(for this to make sense, you probably need to read the previous post)
Once you get the idea of how this Ladder works, now find some sample college admissions essays that you like. See if the writer shifts back and forth between the specific and the abstract. (Just jot down “show” when they are specific, and “tell” when they get abstract.) In general, the major shifts will occur between paragraphs, but you can vary within sentences as well.
When you go to write your own essay, review your outline and rough draft to make sure you are making the shifts. If you start with a specific incident or describe something, then make sure your next paragraph or so you shift into the abstract to explain it or reflect upon it. Then make sure you shift back to the specifics. And so on. If you start with a broad, general statement or paragraph, make sure you quickly shift into specifics.

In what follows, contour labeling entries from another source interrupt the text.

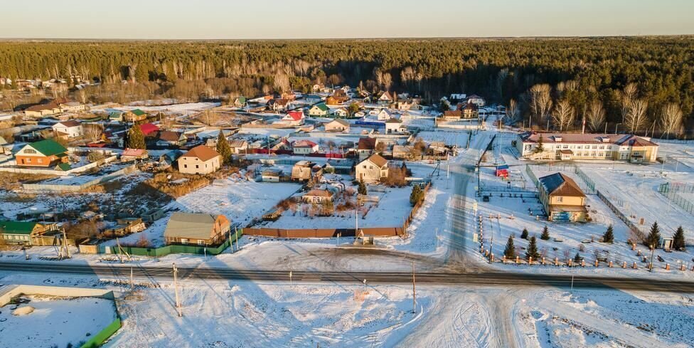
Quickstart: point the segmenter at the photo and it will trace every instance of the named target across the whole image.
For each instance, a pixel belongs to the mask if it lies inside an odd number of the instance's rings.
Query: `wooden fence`
[[[425,196],[429,192],[431,187],[431,181],[427,182],[425,186]],[[402,226],[397,227],[364,227],[360,228],[359,231],[364,233],[364,236],[374,236],[378,237],[390,237],[395,236],[407,236],[407,227],[412,222],[415,214],[417,213],[424,200],[417,203],[410,211],[410,214],[402,223]],[[356,236],[354,228],[269,228],[266,227],[246,227],[243,228],[243,234],[247,236],[262,236],[265,237],[275,238],[334,238],[338,235],[343,237]]]

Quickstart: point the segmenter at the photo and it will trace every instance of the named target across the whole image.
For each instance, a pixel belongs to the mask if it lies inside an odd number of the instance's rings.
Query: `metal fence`
[[[694,203],[680,194],[694,194],[694,185],[678,182],[666,182],[658,186],[658,191],[689,213],[694,213]]]
[[[574,173],[576,173],[576,175],[581,178],[581,180],[583,180],[583,182],[584,182],[586,186],[588,186],[588,189],[590,191],[589,194],[595,194],[595,182],[593,181],[593,180],[590,179],[588,175],[585,174],[584,172],[581,170],[578,167],[574,167]]]

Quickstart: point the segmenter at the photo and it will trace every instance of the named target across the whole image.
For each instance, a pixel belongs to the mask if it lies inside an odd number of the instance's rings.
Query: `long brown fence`
[[[431,182],[425,186],[425,196],[431,187]],[[417,203],[412,207],[410,214],[405,218],[402,226],[397,227],[365,227],[359,231],[364,233],[364,236],[377,237],[390,237],[395,236],[405,236],[407,226],[414,218],[415,214],[424,204],[424,201]],[[243,234],[246,236],[262,236],[275,238],[334,238],[338,235],[343,237],[354,237],[356,236],[354,228],[268,228],[266,227],[246,227],[243,228]]]

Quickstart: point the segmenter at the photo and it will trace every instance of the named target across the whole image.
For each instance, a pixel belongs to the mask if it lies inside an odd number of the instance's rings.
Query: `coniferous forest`
[[[543,128],[545,120],[570,130],[586,119],[593,130],[619,122],[622,130],[686,136],[694,128],[693,53],[692,36],[5,41],[0,77],[80,76],[101,83],[80,92],[95,102],[252,97],[308,92],[314,83],[409,92],[431,104],[476,93]]]

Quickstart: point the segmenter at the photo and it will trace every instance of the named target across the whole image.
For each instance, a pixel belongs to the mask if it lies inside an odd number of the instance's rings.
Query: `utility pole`
[[[68,236],[65,233],[65,227],[63,228],[63,244],[65,246],[65,255],[68,255],[68,258],[70,258],[70,249],[68,248]]]
[[[231,243],[231,228],[229,228],[229,253],[234,253],[234,246]]]
[[[412,261],[412,313],[417,312],[417,292],[415,290],[415,261]]]
[[[648,272],[653,272],[653,254],[656,253],[656,246],[651,245],[651,263],[648,265]]]
[[[121,263],[123,263],[123,249],[120,247],[120,241],[118,240],[118,237],[116,237],[116,245],[118,246],[118,260],[120,260]]]
[[[176,263],[174,263],[174,292],[176,295],[176,311],[178,313],[178,317],[183,317],[181,300],[178,298],[178,270],[176,268]]]
[[[234,226],[234,236],[236,238],[236,251],[241,250],[241,247],[238,245],[238,228]]]

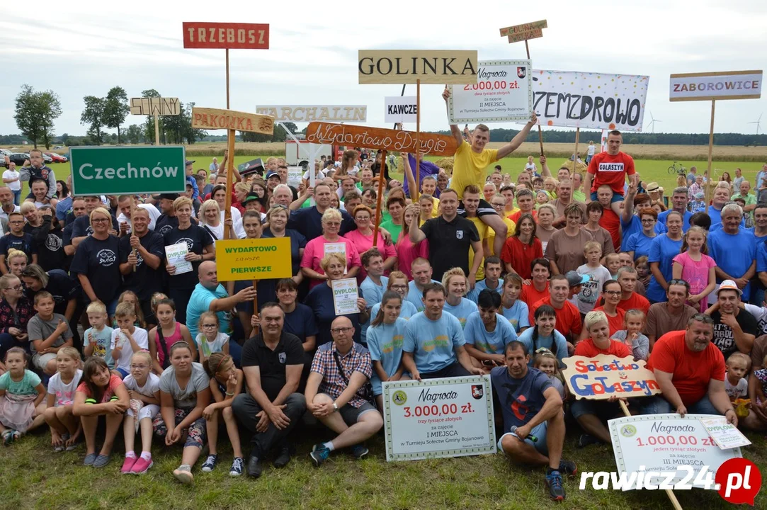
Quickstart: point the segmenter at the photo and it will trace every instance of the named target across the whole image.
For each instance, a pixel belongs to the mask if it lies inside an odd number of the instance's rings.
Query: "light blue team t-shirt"
[[[486,288],[487,288],[486,281],[479,280],[479,281],[477,281],[476,285],[474,285],[473,290],[469,291],[469,294],[466,294],[466,299],[476,303],[477,299],[479,298],[479,293]],[[494,290],[499,294],[503,294],[503,278],[498,278],[498,287],[491,290]]]
[[[506,318],[516,333],[522,327],[530,327],[530,309],[527,303],[521,299],[514,301],[512,308],[501,307],[501,314]]]
[[[436,280],[432,280],[432,283],[441,283]],[[413,306],[416,307],[416,310],[418,311],[423,311],[423,308],[426,306],[423,305],[423,291],[419,291],[418,288],[416,287],[416,282],[414,280],[411,280],[409,284],[407,284],[407,297],[405,298],[407,301],[413,303]]]
[[[666,234],[660,234],[653,239],[653,244],[650,246],[650,255],[647,256],[647,263],[659,262],[658,268],[663,274],[663,278],[668,281],[673,274],[671,266],[673,264],[673,258],[679,255],[681,249],[682,239],[674,241],[667,237]],[[647,298],[656,302],[666,301],[666,291],[655,279],[655,276],[650,278]]]
[[[386,276],[381,277],[381,285],[377,285],[375,282],[370,279],[370,276],[366,276],[365,279],[362,281],[360,284],[360,290],[362,291],[362,298],[367,303],[367,308],[372,308],[373,306],[377,303],[381,302],[381,298],[384,297],[384,293],[386,292],[387,285],[389,285],[389,278]],[[374,315],[370,315],[370,318],[374,318]],[[360,332],[360,337],[362,339],[362,342],[364,343],[365,335],[367,332],[367,327],[370,324],[370,320],[367,319],[367,322],[364,324],[360,324],[361,328]]]
[[[381,323],[367,329],[367,349],[370,351],[370,359],[380,361],[384,371],[390,377],[400,368],[402,361],[402,345],[405,341],[405,328],[407,321],[397,318],[394,324]],[[383,393],[381,380],[374,369],[370,377],[373,393]]]
[[[519,338],[518,338],[520,342],[525,344],[528,352],[530,354],[530,362],[528,363],[528,365],[532,367],[533,361],[535,359],[535,349],[546,347],[551,352],[554,352],[551,346],[556,345],[557,350],[554,354],[556,355],[557,359],[559,360],[559,365],[562,366],[562,360],[568,357],[568,341],[565,338],[564,335],[557,330],[554,330],[554,334],[548,337],[538,335],[538,338],[535,339],[535,345],[533,345],[532,334],[535,331],[535,327],[529,327],[519,334]]]
[[[93,327],[85,330],[83,337],[83,347],[87,347],[94,344],[94,350],[91,356],[104,358],[107,362],[107,366],[110,370],[114,368],[114,360],[112,359],[112,328],[104,326],[104,329],[98,331]]]
[[[461,327],[466,325],[466,319],[469,316],[477,311],[476,303],[466,299],[466,298],[461,298],[461,302],[456,306],[451,305],[445,301],[445,307],[442,309],[442,313],[450,314],[455,316],[458,321],[461,323]]]
[[[479,311],[475,311],[466,319],[463,336],[466,344],[471,344],[477,350],[486,354],[502,354],[506,346],[517,339],[514,327],[503,315],[495,314],[495,329],[488,331]]]
[[[219,284],[219,286],[213,291],[206,288],[201,283],[195,286],[192,297],[189,298],[189,302],[186,305],[186,327],[189,328],[189,334],[192,335],[193,338],[196,338],[197,334],[199,333],[197,324],[199,322],[199,316],[210,309],[211,302],[214,299],[223,299],[229,297],[229,293],[221,284]],[[222,333],[231,333],[229,311],[222,310],[216,312],[216,314],[219,316],[219,331]]]
[[[754,260],[757,260],[756,238],[753,233],[739,230],[737,234],[728,234],[723,229],[709,234],[709,255],[716,261],[722,271],[731,276],[740,278],[749,270]],[[759,265],[759,261],[756,262]],[[719,278],[716,278],[721,282]],[[751,297],[751,282],[743,288],[740,299],[743,302]]]
[[[463,328],[455,317],[443,311],[439,319],[432,321],[421,311],[407,321],[402,350],[413,353],[419,372],[429,373],[456,363],[456,347],[466,343]]]
[[[10,372],[5,372],[5,373],[0,376],[0,390],[5,390],[6,393],[12,395],[20,395],[22,396],[25,395],[37,395],[38,390],[35,388],[40,383],[40,376],[26,369],[24,370],[21,380],[16,381],[11,379]]]

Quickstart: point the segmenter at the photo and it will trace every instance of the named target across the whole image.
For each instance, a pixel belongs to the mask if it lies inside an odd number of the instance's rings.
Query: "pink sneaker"
[[[123,462],[123,468],[120,470],[123,475],[130,475],[130,469],[133,467],[133,464],[136,463],[136,457],[126,457],[125,462]]]
[[[144,460],[141,457],[139,457],[138,460],[136,461],[136,463],[133,464],[133,467],[130,468],[130,472],[133,475],[143,475],[153,466],[154,466],[154,462],[151,459],[149,460]]]

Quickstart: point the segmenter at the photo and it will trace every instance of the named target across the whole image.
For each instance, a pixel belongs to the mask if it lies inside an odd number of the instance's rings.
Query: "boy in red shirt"
[[[607,135],[607,150],[591,158],[586,173],[584,189],[591,192],[586,197],[586,203],[597,199],[597,189],[602,185],[607,185],[613,190],[613,198],[610,207],[619,218],[622,211],[621,202],[624,199],[624,184],[626,176],[630,176],[632,184],[637,186],[637,171],[634,167],[634,158],[621,151],[623,136],[614,130]]]

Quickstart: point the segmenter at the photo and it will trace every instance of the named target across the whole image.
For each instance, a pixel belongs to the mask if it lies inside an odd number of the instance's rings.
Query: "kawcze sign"
[[[184,48],[268,50],[269,25],[265,23],[184,21]]]

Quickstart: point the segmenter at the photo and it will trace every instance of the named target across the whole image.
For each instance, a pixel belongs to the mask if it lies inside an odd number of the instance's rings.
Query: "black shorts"
[[[466,217],[466,210],[463,209],[463,200],[459,200],[458,202],[458,214]],[[487,200],[485,199],[479,199],[479,206],[477,206],[477,216],[482,218],[482,216],[487,216],[492,214],[498,214],[495,212],[495,209],[492,208]]]

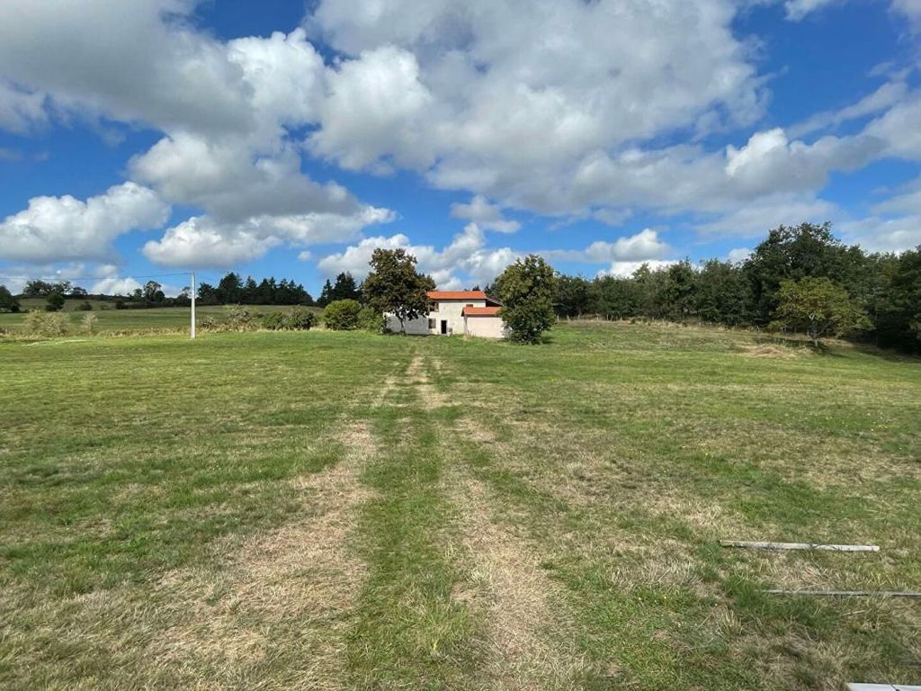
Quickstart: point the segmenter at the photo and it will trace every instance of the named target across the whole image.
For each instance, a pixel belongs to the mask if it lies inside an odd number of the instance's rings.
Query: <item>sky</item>
[[[3,0],[0,284],[921,244],[921,0]]]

In general, the specifics are the juicier writing. Who doesn’t like a good story, or a vivid example or a powerful description? The abstract, however, may take a bit more patience, but that is what gives meaning to your juicy writing.
Sorry, here’s another metaphor: The specifics are like candy, they go down easily and quickly, whereas the abstract is more like ice-cream, yummy but very rich. Too much of either and you can start to feel sick.
It’s really a matter of balance. Too many specifics and you get overwhelmed, buried in the details. Too much abstract discussion and you start to float away in the clouds, and drift off to sleep. The best place is to just keep moving—up and down that ladder.